According to third-quarter forecasts by the OECD, by the end of 2021, most economies, including Canada, will have a level of output that remains well below that of 2019, and considerably weaker than projected a year ago.
As shown in the graphic below, all projected growth paths undershoot the 2019 forecast (shown in grey), including a best-case scenario where the pandemic ends in 2021 (top pink dashed line), a downside (lower dashed line) where it does not, and the current forecast where it is assumed contained and managed enough to keep the economy out of lockdown and employment recovering.
Bu the end of 2021, America’s economy is forecast to be the same size as it was in 2019, China’s is expected to be 10% larger, while Europe and Japan are forecast to remain below their 2019 pre-pandemic level of output for several years.
The variation is the result of differences between how effective countries are in stopping the spread of COVID-19 but also the extent to which they are dependent on manufacturing versus services which have been the hardest hit from the reduction in discretionary spending.
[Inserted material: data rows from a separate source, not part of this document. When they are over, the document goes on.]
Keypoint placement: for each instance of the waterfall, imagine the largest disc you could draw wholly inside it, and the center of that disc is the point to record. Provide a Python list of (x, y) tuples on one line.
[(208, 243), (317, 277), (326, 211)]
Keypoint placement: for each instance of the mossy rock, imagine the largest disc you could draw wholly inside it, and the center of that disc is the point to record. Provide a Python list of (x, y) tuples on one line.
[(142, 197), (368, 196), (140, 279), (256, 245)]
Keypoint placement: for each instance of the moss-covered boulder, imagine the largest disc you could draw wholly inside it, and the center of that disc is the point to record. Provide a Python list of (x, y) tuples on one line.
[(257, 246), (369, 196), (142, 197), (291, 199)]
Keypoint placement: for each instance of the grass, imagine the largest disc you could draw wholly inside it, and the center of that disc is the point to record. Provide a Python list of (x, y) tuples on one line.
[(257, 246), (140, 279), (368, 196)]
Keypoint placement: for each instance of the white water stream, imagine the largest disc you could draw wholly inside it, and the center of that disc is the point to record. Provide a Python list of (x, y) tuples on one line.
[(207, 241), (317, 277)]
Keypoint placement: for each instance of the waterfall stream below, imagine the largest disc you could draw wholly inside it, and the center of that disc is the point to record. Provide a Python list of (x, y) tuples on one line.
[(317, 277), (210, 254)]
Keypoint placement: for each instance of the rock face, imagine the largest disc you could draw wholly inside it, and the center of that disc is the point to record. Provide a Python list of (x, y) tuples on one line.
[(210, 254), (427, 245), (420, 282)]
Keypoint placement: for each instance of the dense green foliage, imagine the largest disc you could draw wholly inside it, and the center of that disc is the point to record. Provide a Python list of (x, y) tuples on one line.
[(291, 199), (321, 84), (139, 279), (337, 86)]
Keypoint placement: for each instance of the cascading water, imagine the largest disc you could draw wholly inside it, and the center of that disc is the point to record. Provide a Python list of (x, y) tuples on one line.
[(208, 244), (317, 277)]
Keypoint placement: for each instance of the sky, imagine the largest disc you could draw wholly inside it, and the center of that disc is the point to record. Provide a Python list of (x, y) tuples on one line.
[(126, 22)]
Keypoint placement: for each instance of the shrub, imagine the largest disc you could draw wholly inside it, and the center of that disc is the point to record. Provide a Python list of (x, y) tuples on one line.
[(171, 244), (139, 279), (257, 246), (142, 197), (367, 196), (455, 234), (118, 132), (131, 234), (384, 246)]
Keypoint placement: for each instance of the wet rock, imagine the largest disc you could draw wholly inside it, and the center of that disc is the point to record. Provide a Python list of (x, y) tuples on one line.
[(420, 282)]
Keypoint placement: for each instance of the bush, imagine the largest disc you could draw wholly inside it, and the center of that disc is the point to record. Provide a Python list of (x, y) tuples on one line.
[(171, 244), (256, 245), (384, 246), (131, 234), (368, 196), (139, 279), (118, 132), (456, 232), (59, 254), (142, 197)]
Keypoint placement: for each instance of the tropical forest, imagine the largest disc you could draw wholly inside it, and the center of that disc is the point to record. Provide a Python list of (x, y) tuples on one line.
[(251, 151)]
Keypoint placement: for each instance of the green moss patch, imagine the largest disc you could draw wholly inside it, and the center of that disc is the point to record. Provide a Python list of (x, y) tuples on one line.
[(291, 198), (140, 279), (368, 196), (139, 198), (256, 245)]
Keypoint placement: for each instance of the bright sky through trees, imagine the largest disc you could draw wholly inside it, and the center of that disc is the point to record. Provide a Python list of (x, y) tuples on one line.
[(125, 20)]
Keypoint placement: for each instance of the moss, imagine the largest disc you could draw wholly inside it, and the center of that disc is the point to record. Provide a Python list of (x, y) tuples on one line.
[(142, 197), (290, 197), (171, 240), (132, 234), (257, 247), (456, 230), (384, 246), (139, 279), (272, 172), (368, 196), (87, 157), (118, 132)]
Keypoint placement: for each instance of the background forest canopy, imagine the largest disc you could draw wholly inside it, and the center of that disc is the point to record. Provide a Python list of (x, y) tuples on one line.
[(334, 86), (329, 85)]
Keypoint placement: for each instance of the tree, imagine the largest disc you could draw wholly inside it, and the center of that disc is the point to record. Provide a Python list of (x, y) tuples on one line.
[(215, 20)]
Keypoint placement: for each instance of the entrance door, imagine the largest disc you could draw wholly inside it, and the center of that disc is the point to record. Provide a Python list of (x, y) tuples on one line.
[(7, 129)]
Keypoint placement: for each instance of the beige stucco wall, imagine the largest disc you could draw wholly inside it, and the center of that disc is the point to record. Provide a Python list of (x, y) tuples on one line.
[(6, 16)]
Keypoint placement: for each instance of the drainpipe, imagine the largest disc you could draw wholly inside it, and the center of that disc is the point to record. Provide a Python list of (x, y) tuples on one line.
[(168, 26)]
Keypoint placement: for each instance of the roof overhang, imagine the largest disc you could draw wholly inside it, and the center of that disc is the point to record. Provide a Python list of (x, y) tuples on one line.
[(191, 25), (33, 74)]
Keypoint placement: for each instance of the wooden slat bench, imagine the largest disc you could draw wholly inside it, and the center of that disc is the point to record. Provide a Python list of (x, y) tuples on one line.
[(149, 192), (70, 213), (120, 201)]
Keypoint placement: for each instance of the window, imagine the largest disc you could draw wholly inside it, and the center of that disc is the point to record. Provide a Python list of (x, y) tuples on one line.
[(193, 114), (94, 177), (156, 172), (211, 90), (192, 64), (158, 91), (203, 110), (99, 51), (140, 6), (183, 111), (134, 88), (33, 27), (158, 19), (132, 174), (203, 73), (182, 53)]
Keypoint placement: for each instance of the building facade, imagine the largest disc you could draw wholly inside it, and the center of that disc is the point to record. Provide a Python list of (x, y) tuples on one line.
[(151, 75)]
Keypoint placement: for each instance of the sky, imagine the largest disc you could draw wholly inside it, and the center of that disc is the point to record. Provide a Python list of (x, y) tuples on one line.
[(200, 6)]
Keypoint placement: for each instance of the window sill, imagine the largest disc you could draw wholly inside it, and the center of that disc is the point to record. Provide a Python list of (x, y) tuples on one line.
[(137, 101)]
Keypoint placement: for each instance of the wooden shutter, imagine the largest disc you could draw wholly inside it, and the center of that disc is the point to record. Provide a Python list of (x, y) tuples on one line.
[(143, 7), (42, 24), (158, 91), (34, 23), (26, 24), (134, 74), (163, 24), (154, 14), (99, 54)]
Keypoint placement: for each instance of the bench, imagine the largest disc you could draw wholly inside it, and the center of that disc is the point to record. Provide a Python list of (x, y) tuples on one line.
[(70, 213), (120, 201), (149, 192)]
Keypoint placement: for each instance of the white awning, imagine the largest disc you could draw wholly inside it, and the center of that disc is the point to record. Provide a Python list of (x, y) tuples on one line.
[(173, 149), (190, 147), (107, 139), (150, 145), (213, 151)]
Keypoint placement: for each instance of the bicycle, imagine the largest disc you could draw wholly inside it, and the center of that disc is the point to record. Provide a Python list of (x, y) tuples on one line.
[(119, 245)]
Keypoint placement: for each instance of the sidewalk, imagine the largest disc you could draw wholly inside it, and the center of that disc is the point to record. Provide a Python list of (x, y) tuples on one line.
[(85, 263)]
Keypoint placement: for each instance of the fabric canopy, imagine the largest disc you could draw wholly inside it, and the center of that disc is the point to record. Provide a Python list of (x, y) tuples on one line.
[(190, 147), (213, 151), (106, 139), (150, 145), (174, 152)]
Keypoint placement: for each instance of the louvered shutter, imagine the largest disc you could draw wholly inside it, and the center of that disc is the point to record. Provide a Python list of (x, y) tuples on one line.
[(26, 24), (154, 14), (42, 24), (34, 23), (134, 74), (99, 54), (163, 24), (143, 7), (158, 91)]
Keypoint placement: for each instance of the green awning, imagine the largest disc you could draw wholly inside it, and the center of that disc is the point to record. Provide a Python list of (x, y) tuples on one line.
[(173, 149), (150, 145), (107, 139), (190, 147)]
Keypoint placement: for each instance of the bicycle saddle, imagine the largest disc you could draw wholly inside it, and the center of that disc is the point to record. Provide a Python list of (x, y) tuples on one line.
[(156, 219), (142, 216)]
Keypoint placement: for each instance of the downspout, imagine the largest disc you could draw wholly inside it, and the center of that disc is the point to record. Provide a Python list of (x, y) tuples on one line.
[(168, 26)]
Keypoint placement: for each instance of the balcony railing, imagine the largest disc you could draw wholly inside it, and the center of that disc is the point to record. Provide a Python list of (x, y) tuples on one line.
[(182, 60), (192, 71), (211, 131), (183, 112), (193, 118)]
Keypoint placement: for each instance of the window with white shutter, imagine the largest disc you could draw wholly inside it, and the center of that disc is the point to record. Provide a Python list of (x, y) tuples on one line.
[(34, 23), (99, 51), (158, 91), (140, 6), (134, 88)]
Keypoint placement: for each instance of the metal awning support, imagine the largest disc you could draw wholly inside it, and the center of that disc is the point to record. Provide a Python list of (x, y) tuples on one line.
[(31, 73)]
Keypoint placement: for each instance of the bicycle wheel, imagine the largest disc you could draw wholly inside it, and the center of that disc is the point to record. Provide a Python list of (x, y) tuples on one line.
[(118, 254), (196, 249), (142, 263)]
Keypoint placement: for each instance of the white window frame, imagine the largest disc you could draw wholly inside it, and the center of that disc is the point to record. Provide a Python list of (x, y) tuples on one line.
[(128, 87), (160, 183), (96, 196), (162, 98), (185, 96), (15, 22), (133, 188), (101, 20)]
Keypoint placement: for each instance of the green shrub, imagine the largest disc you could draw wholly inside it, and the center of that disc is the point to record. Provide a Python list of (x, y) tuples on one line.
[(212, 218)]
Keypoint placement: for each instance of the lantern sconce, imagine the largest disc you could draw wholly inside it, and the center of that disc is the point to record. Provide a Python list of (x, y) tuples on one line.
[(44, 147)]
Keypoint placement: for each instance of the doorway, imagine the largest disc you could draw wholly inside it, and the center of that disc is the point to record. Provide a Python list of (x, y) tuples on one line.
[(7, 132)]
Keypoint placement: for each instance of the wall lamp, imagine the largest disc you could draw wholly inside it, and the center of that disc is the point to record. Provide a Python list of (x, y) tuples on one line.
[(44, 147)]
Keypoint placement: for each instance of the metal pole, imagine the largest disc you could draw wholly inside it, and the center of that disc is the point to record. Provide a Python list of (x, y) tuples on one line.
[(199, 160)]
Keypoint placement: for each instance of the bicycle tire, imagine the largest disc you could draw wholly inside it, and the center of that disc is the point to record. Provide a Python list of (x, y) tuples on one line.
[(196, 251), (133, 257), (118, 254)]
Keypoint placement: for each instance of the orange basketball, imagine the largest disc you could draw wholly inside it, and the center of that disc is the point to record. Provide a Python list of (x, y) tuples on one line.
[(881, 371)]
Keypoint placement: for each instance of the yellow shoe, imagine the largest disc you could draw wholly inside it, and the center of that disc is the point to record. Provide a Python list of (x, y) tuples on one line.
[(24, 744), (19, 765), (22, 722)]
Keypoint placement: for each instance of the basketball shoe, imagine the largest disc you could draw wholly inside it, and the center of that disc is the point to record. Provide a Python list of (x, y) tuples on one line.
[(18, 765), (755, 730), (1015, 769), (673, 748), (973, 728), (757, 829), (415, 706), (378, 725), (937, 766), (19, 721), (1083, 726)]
As observed by The Economist in The pandemic has caused the world’s economies to diverge:
Over the past week Paris has closed its bars and Madrid has gone into partial lockdown. In China, meanwhile, you can now down sambuca shots in nightclubs. Another difference is the pre-existing structure of economies. It is far easier to operate factories under social distancing than it is to run service-sector businesses that rely on face-to-face contact. Manufacturing makes up a bigger share of the economy in China than in any other big country.
More good reasons to invest in domestic manufacturing and the production of essential goods in Canada.